# Windfarm?



## Kazy (Mar 4, 2004)

Within the past couple of months my OTA TV reception has been going downhill.
The majority of my local channels are 30 plus miles west of my location with a few to the south. I have a Winegard omnidirectional powered antenna on the roof approx. 30' in the air and a Channel Master 4228 in the attic. (NOT CONNECTED TO EACH OTHER) I mainly use the rooftop antenna with the attic antenna as a backup. Recently all of my channel signals have been dropping....suddenly. I can be watching a channel and it will begin to pixilate and/or just drop out within seconds. Sometimes it's out for minutes, sometimes out for days. When the reception drops I have tried to go to my backup attic antenna and it is out too. For that reason I don't think it is equipment problems.
I have one channel that stays on, but the transmitter is really close to me. My latest theory is that a windfarm has recently been assembled about 5 miles west of my home. Could that possibly be the reason for my reception getting weaker? If so, could the windfarm to west also affect my reception to the south? Are there any tests I can perform to verify if that's the reason? 

Feedback welcomed.

Kaz


----------



## Davenlr (Sep 16, 2006)

Have your tried another tuner?


----------



## P Smith (Jul 25, 2002)

You'll need very directional antenna with a rotor if your stations are not lined up - more elements and a reflector need to eliminate possible multipath from new wind-farm objects.


----------



## Kazy (Mar 4, 2004)

Davenlr said:


> Have your tried another tuner?


Yes, same thing on 4 TV's.


----------



## Kazy (Mar 4, 2004)

P Smith said:


> You'll need very directional antenna with a rotor if your stations are not lined up - more elements and a reflector need to eliminate possible multipath from new wind-farm objects.
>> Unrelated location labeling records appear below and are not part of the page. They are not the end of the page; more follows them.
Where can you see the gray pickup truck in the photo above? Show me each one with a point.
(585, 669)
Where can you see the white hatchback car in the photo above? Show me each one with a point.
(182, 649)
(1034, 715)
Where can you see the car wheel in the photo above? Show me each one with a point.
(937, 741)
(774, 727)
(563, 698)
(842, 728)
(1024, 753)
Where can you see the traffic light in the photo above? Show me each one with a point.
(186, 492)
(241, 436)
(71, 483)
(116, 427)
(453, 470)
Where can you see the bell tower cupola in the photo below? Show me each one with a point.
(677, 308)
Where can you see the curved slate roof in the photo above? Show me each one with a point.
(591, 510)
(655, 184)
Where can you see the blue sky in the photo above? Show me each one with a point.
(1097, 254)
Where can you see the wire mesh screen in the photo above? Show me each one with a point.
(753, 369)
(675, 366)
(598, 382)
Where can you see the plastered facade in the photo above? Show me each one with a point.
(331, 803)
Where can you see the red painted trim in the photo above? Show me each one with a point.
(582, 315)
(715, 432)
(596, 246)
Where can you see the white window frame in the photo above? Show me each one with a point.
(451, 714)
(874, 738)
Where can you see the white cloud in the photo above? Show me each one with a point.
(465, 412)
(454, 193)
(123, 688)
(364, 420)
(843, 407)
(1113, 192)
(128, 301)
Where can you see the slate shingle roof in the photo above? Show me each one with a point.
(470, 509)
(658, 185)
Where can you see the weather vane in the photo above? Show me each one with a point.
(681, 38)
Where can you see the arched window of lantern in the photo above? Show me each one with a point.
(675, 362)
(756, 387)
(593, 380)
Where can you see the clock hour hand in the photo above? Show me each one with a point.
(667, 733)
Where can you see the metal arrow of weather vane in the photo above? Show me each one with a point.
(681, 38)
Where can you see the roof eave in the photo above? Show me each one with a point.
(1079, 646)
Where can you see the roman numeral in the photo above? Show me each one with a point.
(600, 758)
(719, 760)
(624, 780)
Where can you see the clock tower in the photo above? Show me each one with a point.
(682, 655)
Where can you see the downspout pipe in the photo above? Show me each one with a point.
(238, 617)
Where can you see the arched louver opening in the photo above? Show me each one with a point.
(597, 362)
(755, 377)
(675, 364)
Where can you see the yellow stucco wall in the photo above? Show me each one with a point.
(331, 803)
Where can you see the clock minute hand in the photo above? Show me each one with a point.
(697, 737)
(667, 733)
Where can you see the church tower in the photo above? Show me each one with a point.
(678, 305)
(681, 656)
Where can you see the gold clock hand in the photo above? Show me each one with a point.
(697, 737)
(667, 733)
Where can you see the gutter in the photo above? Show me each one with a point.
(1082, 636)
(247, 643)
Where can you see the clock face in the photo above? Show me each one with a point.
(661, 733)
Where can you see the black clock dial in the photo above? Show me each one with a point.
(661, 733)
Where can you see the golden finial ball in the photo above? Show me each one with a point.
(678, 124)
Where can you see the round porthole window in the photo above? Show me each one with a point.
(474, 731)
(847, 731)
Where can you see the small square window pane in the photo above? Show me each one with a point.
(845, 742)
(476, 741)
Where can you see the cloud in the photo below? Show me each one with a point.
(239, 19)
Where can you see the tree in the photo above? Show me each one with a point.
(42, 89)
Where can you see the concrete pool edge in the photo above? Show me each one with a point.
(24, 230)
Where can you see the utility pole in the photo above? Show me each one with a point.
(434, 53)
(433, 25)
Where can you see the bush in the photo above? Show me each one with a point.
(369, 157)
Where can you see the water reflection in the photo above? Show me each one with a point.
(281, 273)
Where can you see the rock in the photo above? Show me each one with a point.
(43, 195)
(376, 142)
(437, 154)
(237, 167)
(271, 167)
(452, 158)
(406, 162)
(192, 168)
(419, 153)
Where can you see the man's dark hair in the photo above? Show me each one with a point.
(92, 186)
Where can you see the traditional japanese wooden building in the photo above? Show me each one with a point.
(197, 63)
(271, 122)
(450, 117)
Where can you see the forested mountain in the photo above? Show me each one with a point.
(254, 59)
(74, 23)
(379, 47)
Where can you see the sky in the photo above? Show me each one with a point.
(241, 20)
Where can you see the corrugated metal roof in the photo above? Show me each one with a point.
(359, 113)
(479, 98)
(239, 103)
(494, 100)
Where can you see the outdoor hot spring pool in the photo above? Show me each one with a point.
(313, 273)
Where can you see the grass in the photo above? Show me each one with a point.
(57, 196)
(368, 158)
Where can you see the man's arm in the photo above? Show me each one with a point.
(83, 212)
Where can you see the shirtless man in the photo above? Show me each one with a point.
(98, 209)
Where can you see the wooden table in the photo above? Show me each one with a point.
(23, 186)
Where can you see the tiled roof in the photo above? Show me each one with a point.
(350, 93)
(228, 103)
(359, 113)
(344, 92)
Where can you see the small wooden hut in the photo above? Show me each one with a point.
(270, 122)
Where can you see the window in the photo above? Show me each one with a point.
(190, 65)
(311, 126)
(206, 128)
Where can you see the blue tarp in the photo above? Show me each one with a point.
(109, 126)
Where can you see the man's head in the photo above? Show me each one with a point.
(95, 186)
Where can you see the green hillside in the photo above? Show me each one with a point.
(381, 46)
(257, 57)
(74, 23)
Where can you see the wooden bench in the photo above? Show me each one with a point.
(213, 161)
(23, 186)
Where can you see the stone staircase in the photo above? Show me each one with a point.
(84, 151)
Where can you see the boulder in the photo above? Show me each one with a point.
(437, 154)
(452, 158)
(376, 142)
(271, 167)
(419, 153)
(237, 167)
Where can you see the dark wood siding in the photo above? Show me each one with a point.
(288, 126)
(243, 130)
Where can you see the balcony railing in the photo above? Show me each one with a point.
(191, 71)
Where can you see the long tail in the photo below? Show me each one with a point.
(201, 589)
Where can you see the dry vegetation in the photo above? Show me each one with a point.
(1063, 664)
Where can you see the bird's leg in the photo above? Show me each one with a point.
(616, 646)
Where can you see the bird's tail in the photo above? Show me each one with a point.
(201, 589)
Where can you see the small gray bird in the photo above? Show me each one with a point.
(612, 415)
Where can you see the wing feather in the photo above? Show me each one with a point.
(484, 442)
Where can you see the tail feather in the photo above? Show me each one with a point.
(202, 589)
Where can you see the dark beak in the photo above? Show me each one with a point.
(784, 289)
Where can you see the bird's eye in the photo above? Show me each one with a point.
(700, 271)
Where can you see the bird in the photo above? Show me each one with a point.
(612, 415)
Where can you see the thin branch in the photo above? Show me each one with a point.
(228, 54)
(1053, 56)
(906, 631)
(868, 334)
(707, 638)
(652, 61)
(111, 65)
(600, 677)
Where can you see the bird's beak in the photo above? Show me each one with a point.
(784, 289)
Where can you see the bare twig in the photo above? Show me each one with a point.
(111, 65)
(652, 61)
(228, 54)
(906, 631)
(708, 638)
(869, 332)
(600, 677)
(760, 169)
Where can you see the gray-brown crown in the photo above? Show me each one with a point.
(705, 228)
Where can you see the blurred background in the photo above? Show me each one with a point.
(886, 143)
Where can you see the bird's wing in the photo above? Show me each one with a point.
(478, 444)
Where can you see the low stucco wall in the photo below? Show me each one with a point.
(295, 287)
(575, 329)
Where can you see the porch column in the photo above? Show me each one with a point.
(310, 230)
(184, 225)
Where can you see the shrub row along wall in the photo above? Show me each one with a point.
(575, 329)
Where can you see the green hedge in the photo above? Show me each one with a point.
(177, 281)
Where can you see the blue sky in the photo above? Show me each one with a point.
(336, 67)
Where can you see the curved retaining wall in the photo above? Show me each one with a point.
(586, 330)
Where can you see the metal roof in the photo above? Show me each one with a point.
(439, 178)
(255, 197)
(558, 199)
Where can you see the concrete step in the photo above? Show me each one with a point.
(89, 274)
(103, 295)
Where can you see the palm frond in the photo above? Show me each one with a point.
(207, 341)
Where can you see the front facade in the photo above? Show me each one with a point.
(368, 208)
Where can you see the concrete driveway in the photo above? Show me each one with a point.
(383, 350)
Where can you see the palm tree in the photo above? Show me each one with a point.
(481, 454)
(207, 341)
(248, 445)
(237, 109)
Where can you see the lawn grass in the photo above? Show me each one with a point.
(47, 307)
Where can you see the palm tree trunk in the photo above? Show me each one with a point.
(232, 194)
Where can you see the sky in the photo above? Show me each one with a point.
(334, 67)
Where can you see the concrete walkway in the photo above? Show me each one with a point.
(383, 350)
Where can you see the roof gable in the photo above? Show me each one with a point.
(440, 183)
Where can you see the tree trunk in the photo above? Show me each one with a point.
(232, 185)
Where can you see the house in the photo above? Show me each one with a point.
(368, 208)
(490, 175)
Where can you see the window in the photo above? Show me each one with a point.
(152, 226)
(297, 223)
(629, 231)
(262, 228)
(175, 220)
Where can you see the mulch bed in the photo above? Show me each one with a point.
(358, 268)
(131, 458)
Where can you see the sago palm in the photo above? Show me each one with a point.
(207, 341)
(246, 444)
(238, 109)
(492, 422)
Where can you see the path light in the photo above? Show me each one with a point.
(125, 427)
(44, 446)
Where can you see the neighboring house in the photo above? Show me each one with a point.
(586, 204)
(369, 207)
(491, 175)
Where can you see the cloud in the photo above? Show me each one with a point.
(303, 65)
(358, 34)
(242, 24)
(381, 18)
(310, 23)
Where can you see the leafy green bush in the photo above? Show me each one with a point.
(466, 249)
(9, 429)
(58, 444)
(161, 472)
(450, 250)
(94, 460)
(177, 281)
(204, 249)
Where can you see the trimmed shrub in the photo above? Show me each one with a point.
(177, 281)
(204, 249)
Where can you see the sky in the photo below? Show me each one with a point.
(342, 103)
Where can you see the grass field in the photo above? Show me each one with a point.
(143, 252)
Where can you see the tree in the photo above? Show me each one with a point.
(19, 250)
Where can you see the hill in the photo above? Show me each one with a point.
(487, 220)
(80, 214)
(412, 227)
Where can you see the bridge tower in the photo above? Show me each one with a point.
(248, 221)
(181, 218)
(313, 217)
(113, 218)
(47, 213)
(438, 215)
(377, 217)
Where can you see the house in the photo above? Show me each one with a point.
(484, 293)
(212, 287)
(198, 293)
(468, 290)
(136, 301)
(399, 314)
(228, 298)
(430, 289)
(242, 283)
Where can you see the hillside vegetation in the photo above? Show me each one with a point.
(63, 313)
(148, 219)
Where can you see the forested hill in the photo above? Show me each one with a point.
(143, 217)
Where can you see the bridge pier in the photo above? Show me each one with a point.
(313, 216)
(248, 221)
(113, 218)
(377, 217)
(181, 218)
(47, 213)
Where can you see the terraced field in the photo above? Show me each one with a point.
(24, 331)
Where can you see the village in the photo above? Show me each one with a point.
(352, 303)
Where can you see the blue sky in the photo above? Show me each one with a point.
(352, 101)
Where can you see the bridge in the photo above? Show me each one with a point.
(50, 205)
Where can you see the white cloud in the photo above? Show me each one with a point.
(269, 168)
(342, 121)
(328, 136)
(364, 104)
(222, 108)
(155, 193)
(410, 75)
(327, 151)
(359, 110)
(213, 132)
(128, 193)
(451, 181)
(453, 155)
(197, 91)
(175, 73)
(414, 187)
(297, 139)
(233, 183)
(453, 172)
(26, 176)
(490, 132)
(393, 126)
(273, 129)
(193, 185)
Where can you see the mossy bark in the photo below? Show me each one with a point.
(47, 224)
Please explain more. Shouldn't the Channel Master 4228 be directional enough?


----------



## Davenlr (Sep 16, 2006)

4228 is directional enough if mounted in free space. Mounted in an attic, it picks up reflections from all the nails, wires, conduit, exhaust flues, and such. I personally would move the 4228 to the roof, and use the other antenna in the attic as a backup.

As for the wind farm...Most of those blades are fiberglass. Dont know if they have steel in them or not. Might be worth a call to ask them.


----------



## SayWhat? (Jun 7, 2009)

You might want to read up on solar storms. The Sun is having fits right now and throwing all sorts of junk into space which could be causing interference. Some radio frequencies are having trouble, while others are not.

There are other atmospheric issues also that are causing skip and a variety of problems.

Can't say for sure if this is your issue, but you might want to see if the recent timing matches when you started having problems.

What about any nearby trees leafing out that might be 'shading' your antenna?


----------



## Tower Guy (Jul 27, 2005)

Davenlr said:


> 4228 is directional enough if mounted in free space. Mounted in an attic, it picks up reflections from all the nails, wires, conduit, exhaust flues, and such. I personally would move the 4228 to the roof, and use the other antenna in the attic as a backup.
> 
> As for the wind farm...Most of those blades are fiberglass. Dont know if they have steel in them or not. Might be worth a call to ask them.


I agree that an antenna in the attic is probably a bigger problem than a wind farm 5 miles away.

The fiberglass blades have a flexible copper wire running through it to dissipate static. There are some reports of wind farm causing TV reception problems, but they are not well documented and usually very close to the house with reception problems. If the reception problems occur on a calm day when the blades are stationary, the problem is elsewhere.

Rather than asking questions that make me grope in the dark for a solution, let's see what you're up against. A TVfool report will show the directions, channel numbers, and signal strengths of the stations that you are trying to receive. http://www.tvfool.com/index.php?option=com_wrapper&Itemid=29

Solar storms almost never cause TV reception problems.


----------